J’ai toujours eu un faible pour cette ode à la nature, difficile à fredonner quand l’air prend, comme les perdreaux, de l’altitude. Plus que la fable écologique, j’aime l’atmosphère romantique, bucolique. J’y retrouve peut-être un petit quelque chose de mes lectures de mon enfance, de Raboliot et des romans de Maurice Genevoix, écrivain au style remarquable qui savait si bien nous captiver quand il racontait la même forêt solognote.
La discographie de Michel Delpech est souvent autobiographique, ainsi ici il puise dans ses souvenirs d’enfance dans sa famille (qui) habite le Loir-et-Cher, un département qui prête bientôt son nom à un autre grand-succès.
Dans ce rock mâtiné de bourrée, Michel croque avec humour le contraste marqué qui existe dans une France encore rurale, entre la ville et la campagne.
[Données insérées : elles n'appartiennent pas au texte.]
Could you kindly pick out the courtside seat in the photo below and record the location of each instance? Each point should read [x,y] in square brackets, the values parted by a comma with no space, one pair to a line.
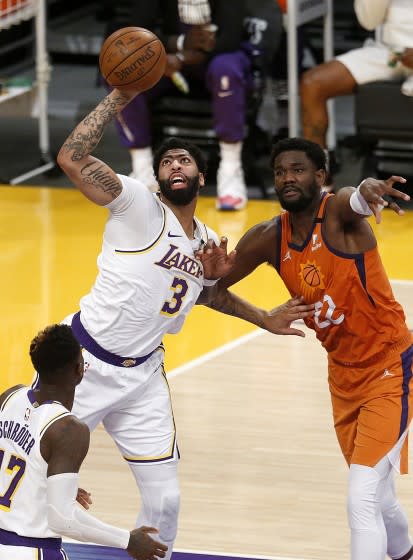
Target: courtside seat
[384,125]
[191,118]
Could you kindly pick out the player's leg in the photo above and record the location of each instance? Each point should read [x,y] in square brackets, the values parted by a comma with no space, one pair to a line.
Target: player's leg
[399,544]
[28,553]
[317,86]
[160,499]
[144,430]
[99,379]
[368,532]
[227,81]
[339,77]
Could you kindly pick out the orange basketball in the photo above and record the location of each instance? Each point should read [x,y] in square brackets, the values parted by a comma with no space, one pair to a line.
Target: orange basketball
[132,58]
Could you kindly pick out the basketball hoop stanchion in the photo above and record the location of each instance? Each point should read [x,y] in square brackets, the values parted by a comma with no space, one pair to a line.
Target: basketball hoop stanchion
[298,13]
[14,12]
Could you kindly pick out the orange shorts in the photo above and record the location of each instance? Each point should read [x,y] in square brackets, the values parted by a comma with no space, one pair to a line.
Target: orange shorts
[372,407]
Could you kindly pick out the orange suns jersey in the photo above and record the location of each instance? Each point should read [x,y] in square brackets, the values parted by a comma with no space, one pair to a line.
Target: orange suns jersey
[356,316]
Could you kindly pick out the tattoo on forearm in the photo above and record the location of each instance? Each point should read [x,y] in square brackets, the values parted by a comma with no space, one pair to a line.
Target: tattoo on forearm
[230,304]
[92,173]
[86,136]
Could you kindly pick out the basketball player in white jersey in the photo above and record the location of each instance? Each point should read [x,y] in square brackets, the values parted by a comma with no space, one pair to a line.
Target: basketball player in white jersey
[151,273]
[42,446]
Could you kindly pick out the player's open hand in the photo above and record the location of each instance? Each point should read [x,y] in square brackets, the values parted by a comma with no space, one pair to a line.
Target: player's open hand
[83,497]
[279,319]
[376,193]
[142,547]
[215,259]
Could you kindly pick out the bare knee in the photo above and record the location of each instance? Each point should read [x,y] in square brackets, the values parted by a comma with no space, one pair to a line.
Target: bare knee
[313,85]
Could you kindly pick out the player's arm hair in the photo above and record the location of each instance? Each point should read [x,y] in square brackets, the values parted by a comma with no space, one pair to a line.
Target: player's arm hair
[94,178]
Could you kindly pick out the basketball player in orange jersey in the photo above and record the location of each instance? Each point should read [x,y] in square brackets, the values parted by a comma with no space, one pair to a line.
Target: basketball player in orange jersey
[325,250]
Je me souviens que pour exprimer leur caractère rustique, les paysans étaient catalogués parfois, de manière un peu méprisante, péquenauds, bouseux, glaiseux ou culs-terreux.
Aujourd’hui, juste revanche, les vrais gens de la campagne se gaussent des néo-ruraux dérangés par le chant trop matinal du coq ou lles cloches de l’église qui sonnent l’Angelus.
Effet collatéral de la chanson, beaucoup de Français découvrirent un peu mieux ce département méconnu souvent confondu avec le Loiret et la région des châteaux de la Loire. Constitué de paysages et terroirs très variés, il recouvre une partie de la Beauce, la Gâtine tourangelle, la Grande Sologne, le Perche Vendômois, les plateaux et collines du Cher et la Sologne viticole. Il tient son nom de deux rivières le traversant, le Cher et le Loir (sans e). Il compte comme hommes célèbres, outre Michel bien sûr (!), l’inventeur Denis Papin et le poète Ronsard dont Les amours de Cassandre auraient été inspirés par un bal au château de Blois. Voyez quelles considérations peuvent naître d’une chanson même de variétés. !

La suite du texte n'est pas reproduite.